An Incredible Flash Production — Must See!

I was fortunate enough to wander across this amazing online Flash presentation that reveals the hidden meaning of the film, "2001." It’s a thoroughly engaging, brilliantly produced, fascinating production — one of the best uses of Flash animation that I’ve ever seen. It also makes some really interesting points about human evolution, our relationship to our tools, and the future.
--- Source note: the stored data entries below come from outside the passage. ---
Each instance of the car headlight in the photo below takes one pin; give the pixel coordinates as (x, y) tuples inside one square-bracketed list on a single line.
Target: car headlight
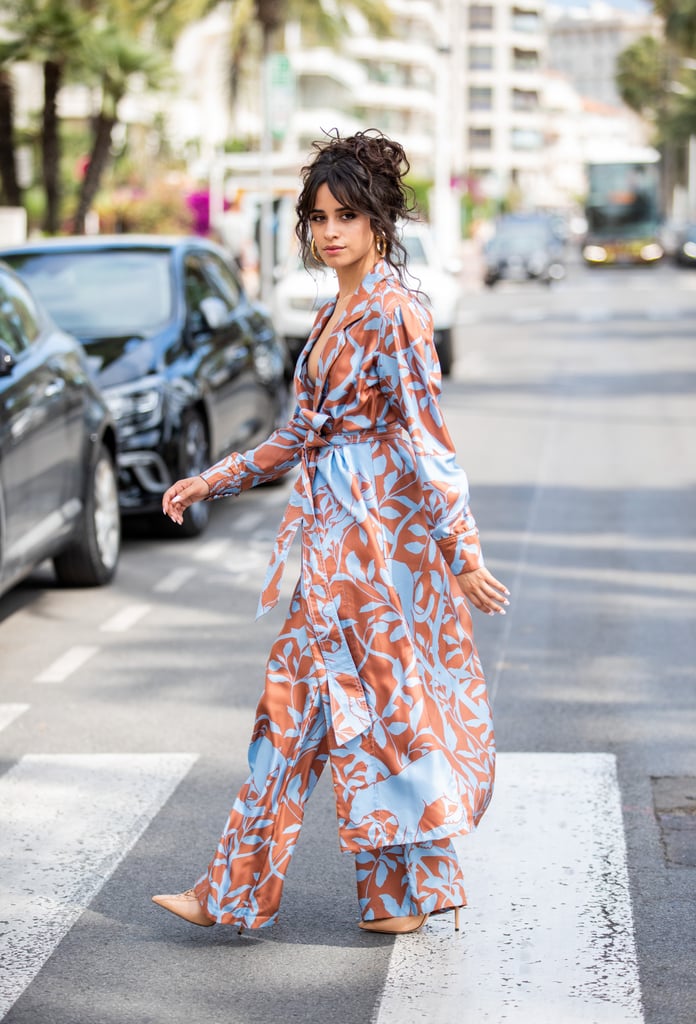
[(651, 252), (136, 406), (305, 303), (268, 363)]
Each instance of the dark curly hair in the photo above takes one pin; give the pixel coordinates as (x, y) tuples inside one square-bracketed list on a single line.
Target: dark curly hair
[(364, 172)]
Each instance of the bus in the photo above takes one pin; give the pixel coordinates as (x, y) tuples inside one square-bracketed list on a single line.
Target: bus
[(622, 208)]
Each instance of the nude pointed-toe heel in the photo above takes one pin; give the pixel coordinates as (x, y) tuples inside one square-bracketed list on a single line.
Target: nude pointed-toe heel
[(395, 926), (402, 926), (185, 905)]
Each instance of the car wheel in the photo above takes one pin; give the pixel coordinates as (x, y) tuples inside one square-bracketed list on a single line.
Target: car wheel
[(193, 458), (92, 559), (445, 352)]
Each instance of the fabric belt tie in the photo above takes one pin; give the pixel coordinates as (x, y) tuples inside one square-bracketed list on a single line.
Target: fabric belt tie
[(350, 716)]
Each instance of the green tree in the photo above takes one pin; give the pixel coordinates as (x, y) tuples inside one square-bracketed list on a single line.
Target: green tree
[(642, 76), (47, 32), (10, 193), (266, 18), (114, 57)]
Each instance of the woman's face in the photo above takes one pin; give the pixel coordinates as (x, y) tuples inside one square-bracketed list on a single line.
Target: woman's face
[(344, 238)]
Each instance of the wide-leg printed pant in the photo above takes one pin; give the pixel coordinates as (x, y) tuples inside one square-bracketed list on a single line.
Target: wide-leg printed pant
[(289, 750)]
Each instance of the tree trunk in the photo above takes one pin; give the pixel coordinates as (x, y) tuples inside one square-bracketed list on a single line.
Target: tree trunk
[(11, 193), (50, 145), (98, 159)]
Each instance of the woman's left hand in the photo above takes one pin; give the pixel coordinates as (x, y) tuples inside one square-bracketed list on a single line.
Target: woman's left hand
[(484, 591)]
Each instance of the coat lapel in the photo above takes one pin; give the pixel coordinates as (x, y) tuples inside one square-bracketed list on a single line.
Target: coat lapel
[(353, 312)]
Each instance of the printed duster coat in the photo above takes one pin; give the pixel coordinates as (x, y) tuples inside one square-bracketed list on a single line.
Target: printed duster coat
[(382, 507)]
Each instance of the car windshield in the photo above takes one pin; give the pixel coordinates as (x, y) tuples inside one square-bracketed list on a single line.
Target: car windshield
[(101, 294), (414, 246), (517, 239)]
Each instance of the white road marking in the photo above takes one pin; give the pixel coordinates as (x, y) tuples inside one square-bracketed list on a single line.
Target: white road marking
[(68, 821), (248, 521), (9, 712), (528, 315), (245, 561), (548, 936), (174, 581), (591, 315), (212, 551), (64, 666), (468, 316), (125, 619)]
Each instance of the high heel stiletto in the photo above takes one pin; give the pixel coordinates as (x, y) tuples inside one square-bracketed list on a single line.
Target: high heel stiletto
[(409, 923), (184, 905)]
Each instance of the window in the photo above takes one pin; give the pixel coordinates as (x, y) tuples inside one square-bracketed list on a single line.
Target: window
[(18, 315), (526, 138), (223, 278), (525, 20), (480, 97), (102, 293), (480, 138), (480, 16), (525, 99), (525, 59), (480, 57)]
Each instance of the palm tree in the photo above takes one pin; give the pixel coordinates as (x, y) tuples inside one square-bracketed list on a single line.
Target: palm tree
[(10, 193), (48, 32), (118, 51), (114, 57), (327, 22)]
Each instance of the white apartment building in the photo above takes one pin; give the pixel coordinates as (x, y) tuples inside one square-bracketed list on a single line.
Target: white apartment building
[(501, 56), (584, 42)]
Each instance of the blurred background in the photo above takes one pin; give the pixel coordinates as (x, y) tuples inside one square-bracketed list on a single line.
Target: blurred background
[(178, 116)]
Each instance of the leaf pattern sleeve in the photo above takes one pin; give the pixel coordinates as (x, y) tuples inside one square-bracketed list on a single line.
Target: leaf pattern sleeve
[(269, 460), (409, 378)]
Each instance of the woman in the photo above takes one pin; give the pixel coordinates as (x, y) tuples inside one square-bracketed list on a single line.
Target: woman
[(376, 668)]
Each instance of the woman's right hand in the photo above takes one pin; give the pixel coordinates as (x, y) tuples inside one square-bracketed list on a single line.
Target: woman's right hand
[(181, 495)]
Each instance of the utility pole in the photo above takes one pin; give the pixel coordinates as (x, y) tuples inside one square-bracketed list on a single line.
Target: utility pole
[(266, 154)]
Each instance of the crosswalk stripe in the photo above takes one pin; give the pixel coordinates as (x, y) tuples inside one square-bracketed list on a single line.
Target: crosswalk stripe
[(68, 820), (174, 581), (9, 712), (211, 551), (124, 620), (549, 934), (64, 666)]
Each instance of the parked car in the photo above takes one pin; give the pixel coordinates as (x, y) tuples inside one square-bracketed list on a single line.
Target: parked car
[(300, 292), (525, 247), (685, 248), (189, 367), (58, 494)]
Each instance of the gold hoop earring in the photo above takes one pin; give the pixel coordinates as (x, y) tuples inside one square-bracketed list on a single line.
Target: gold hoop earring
[(314, 251)]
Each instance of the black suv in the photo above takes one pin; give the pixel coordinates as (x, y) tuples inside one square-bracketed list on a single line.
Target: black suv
[(58, 496), (189, 367)]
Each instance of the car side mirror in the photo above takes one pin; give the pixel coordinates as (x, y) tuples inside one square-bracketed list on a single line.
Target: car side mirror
[(214, 312), (7, 361)]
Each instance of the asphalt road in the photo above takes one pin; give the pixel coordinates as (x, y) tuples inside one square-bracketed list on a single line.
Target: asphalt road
[(573, 412)]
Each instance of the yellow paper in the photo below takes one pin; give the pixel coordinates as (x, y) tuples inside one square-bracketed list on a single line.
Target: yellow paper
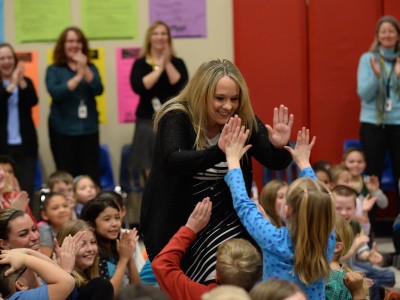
[(40, 20), (105, 19)]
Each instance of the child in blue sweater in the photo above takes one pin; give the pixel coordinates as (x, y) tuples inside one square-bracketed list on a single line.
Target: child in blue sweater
[(301, 251)]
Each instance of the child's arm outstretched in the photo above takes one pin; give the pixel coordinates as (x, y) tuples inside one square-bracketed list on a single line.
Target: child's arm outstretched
[(60, 283), (166, 265)]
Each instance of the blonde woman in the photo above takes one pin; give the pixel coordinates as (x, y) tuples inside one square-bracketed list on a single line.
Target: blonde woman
[(189, 162), (156, 76)]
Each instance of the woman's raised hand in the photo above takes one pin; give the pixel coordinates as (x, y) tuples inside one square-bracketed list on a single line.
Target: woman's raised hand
[(279, 134)]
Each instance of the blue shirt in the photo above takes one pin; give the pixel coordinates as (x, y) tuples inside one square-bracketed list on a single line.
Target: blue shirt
[(367, 89), (275, 242)]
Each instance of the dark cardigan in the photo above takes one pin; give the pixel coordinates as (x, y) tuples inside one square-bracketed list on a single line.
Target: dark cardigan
[(27, 98), (167, 198)]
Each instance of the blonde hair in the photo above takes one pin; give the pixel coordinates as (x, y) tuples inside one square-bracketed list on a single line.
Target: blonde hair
[(268, 197), (385, 19), (195, 99), (336, 171), (147, 43), (238, 263), (310, 224), (344, 234), (275, 289), (226, 292), (72, 227)]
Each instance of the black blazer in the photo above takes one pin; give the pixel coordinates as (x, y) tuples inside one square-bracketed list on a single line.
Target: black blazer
[(27, 98)]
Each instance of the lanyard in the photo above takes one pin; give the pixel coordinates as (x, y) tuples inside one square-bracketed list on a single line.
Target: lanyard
[(389, 77)]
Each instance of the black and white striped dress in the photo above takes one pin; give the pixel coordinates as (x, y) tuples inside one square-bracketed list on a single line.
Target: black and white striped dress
[(199, 261)]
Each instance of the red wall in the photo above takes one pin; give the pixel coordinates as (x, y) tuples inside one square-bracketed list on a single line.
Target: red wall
[(306, 57)]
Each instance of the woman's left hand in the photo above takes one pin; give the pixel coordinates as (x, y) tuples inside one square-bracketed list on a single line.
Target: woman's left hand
[(279, 134), (397, 68)]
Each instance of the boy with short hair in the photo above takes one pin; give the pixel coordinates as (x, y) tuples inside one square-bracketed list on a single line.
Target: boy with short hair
[(238, 261), (360, 256), (19, 279)]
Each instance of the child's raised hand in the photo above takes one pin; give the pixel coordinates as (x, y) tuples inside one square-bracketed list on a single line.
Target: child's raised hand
[(372, 183), (374, 256), (302, 150), (353, 281), (200, 216), (279, 134), (359, 240), (368, 202), (19, 200), (235, 146), (15, 258)]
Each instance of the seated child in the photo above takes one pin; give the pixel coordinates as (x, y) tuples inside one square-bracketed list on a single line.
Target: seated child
[(361, 257), (88, 284), (141, 291), (300, 252), (336, 287), (366, 187), (85, 189), (271, 198), (62, 182), (115, 247), (277, 289), (226, 292), (55, 211), (18, 279), (238, 262)]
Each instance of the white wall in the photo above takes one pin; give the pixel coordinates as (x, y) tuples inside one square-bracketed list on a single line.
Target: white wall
[(219, 43)]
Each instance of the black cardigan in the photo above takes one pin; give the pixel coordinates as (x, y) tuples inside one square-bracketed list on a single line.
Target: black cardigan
[(167, 198), (27, 98)]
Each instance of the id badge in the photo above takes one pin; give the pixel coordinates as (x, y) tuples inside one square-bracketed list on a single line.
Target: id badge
[(82, 111), (155, 102), (388, 105)]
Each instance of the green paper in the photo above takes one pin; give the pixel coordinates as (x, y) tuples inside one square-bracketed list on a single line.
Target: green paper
[(44, 20)]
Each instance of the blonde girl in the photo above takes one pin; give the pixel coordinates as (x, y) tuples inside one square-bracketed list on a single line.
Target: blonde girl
[(88, 284), (301, 251), (271, 199), (336, 288)]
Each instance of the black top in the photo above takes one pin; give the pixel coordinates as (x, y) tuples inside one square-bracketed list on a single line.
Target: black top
[(168, 198), (27, 98), (162, 89)]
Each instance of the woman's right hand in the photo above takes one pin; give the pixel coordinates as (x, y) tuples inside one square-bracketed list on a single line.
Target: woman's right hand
[(376, 68)]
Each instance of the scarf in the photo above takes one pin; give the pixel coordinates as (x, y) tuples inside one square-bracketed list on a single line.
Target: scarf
[(382, 55)]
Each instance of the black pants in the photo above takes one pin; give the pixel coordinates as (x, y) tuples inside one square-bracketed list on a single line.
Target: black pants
[(376, 140), (25, 168), (77, 155)]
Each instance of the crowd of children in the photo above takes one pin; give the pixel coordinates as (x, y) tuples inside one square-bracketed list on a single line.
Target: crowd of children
[(312, 239)]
It’s a must-see — takes about 20 minutes to go through it, and well worth it! — also make sure to answer their little survey at the end for a hint about their next production…

Scientists Discuss their Beliefs in the Unknown

The New York Times has published a wonderful and fascinating set of mini-essays by leading scientists about their beliefs in the unknkown and unexplained — from consciousness, to God, to life on other worlds, and the existence of true love.  There are some terrific thoughts in it — one of thoses rare articles that breaks through stereotypes and opens the door to new paradigms. We rarely hear scientific voices venturing this far. It’s a great read for anyone interested in science and the Big Mysteries of life, the universe and everything… (you have to register with NYT to read it if you haven’t already; do it — it’s worth it to read just this article alone!). (Thanks to Joe Rockmore for finding this article!)